The bridge across the Kaliheni Nalla which I had crossed the previous year in 2018 had been washed away. Villagers now had fixed a steel cable with a manual pulls to move across people and goods. Horses coming down from the Thamsar pass had to unload their goods at the other side of the river to be pulled across and loaded onto other horses at the Bara Bangal side. We sat down in a small cart and pulled ourselves across the dangerous stream currents of the Kaliheni Nalla to the other side from where the path leads up to the Thamsar pass.
The path is wide and hair pins up steadily as it’s meant for horses. Soon we are high above the confluence of the Ravi and Kaliheni rivers with beautiful birds eye views on the settlement of Bara Bhangal in the wide open valley below. After an initial steep climb the path gradually ascents above the Thamsar Nalla which flows from the glacier below the pass. As the valley slope becomes steeper the trail switches sides of the river to the more gradual slope.
Here we cross the Thamsar Nalla which although being a relatively small stream – due to recent rains – was in pretty heavy flow. We picked up a stick and searched for the best place to cross the stream where it’s wider and less steep and water current would be less. A stick greatly improves stability as you move across the uneven river bed pushed by the water. With every step you only have two points of contact left – your other leg and the stick.
After crossing the stream the path climbs up through lush green meadows and white flower plants. Far and deep behind us we see Bara Bhangal nested at the base of the massive rising high ranges of the Pir Panjal. The vegetation is quite thick and high at the end of the summer hiding the trail in some places.
Further up we see numerous horses grazing freely in the meadows. These must be part of the group which carried rations to Bara Bhangal and was now on their way back. As the horses were going about freely the horsemen would be camping nearby. As it was already early evening we decided to also halt for the day and make an early morning dash to the pass the next day.
The horsemen had settled down in a nice flat space and were cooking dinner. They had offloaded the wooden saddles and luggage from the horses: blankets, tarps, cooking gears for the campsite.

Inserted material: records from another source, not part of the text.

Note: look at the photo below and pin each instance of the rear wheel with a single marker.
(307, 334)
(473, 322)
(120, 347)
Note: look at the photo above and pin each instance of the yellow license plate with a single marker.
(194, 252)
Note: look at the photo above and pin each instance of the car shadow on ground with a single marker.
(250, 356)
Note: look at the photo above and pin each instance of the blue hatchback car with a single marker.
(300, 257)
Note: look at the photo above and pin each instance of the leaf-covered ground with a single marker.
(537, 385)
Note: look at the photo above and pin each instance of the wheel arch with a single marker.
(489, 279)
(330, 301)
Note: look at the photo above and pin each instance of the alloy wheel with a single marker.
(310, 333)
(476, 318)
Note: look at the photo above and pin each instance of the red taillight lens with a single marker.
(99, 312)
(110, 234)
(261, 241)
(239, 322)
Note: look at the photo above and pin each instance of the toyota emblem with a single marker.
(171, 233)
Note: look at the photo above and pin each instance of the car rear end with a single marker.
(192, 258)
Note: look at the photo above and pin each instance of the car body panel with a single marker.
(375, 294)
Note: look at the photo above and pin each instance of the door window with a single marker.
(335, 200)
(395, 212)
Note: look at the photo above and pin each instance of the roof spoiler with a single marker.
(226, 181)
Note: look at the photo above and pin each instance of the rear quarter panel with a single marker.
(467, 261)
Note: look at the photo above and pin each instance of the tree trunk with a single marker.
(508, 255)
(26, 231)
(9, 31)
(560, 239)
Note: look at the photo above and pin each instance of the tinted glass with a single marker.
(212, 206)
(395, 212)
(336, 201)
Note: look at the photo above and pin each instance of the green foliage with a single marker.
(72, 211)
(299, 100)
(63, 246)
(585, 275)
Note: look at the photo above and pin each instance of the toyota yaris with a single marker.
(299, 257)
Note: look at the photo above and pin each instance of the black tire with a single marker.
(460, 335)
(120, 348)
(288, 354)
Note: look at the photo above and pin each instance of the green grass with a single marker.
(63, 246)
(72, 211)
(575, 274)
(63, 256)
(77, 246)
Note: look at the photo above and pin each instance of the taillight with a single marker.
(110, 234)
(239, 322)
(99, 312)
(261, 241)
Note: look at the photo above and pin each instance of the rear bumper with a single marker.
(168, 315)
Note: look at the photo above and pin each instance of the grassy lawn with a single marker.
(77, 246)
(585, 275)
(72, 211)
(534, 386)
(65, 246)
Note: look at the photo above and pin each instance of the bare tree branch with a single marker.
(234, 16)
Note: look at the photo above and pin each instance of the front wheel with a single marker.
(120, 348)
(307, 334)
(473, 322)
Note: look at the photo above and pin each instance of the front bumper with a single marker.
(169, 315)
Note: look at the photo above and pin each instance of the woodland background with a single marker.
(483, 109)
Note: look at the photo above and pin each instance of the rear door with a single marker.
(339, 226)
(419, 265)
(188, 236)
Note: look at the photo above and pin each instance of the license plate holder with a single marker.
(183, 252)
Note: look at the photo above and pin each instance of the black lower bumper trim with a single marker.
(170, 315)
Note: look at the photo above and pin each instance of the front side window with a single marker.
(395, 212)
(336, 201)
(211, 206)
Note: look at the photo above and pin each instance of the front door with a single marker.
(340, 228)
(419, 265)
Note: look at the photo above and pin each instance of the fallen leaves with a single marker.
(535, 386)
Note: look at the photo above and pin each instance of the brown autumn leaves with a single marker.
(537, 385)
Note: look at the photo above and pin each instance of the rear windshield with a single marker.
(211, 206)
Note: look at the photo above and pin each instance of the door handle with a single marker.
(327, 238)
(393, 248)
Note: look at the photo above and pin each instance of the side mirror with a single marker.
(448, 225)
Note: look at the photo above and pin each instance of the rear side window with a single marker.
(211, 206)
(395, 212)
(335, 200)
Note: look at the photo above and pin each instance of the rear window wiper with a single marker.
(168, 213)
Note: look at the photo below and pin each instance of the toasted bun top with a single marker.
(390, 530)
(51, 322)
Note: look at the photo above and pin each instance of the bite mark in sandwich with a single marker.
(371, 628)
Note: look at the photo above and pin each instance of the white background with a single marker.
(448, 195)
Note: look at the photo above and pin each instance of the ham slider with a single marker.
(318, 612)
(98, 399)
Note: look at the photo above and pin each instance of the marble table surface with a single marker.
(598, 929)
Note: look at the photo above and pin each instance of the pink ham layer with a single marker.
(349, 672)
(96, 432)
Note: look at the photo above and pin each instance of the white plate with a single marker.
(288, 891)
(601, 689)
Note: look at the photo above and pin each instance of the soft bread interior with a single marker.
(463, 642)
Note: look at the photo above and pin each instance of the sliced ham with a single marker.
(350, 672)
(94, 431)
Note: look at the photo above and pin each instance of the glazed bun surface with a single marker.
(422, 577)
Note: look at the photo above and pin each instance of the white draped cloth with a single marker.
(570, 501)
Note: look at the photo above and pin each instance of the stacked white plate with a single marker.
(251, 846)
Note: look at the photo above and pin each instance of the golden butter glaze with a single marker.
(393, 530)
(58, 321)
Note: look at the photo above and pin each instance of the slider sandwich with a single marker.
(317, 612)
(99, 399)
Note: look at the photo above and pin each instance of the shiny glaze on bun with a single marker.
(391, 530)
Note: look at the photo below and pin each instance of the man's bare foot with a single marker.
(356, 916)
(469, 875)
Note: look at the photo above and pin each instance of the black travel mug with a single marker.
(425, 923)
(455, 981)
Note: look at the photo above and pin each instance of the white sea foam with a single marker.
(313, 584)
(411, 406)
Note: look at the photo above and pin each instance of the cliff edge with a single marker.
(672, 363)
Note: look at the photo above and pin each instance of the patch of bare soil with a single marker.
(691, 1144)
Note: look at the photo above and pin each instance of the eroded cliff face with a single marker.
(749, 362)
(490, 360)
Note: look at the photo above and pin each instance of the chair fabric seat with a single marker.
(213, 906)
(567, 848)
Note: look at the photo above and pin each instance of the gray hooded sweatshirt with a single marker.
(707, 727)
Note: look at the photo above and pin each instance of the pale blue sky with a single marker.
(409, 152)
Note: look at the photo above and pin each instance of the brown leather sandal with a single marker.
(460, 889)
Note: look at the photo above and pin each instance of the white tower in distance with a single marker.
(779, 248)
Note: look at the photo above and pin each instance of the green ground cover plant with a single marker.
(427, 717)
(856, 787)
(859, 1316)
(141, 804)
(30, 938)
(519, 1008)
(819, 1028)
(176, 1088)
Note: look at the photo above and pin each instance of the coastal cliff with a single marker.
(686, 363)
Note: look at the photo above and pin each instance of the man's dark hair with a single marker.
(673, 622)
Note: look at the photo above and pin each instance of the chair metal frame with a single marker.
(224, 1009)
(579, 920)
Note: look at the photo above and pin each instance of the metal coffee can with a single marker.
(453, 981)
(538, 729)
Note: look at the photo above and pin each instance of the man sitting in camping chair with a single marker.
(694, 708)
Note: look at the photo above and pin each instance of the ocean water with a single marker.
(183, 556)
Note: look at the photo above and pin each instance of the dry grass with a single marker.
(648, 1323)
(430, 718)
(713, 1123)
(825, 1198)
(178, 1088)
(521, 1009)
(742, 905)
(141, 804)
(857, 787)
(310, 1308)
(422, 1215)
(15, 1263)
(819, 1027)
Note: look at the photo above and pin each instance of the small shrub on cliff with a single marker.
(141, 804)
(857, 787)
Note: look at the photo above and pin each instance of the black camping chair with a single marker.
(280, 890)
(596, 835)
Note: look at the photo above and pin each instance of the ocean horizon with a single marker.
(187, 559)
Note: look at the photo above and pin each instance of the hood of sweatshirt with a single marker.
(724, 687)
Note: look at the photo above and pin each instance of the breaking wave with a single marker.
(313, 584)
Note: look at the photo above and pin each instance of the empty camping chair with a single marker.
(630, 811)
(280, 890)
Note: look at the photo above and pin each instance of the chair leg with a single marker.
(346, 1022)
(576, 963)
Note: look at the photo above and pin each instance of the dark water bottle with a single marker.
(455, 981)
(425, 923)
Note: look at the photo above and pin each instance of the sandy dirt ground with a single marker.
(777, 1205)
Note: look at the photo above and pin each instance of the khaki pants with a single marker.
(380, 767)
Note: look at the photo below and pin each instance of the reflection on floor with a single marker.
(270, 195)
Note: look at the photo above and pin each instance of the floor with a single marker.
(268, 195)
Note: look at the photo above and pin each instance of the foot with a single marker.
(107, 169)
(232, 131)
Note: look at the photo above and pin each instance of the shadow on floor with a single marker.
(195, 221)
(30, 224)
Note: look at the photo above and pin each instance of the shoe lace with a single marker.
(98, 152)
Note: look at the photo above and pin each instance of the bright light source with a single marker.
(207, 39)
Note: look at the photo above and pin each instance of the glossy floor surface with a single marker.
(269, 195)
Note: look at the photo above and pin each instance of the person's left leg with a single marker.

They had also carried firewood with them to cook and make a campfire. They used two bigger wooden logs to tie a rope and spread the tarp across it to make a campsite out of the rain and cold night wind.
We cooked our Maggie noodles on their fire and had our dinner after another long day of hiking. The skies were turning orange and red as the sun was setting reflecting beautifully on the ever changing cloud cover above. The clouds were caressing the high ranges where the heavens and earth appeared to meet and create the ever changing weather. As the night fell it became peaceful.
We sat down around the campfire to warm ourselves as the temperatures were dropping fast at 3500m altitude. We had put up our campsite in a flat space behind a huge boulder to break the cold wind blowing through the open valley. We slept off peacefully rolled up in our warm sleeping bags beneath a tarpaulin sheet. A tarp of 500 gram is so much lighter than carrying a 2.5 kg tent in this steep terrain. Every 100 gram counts.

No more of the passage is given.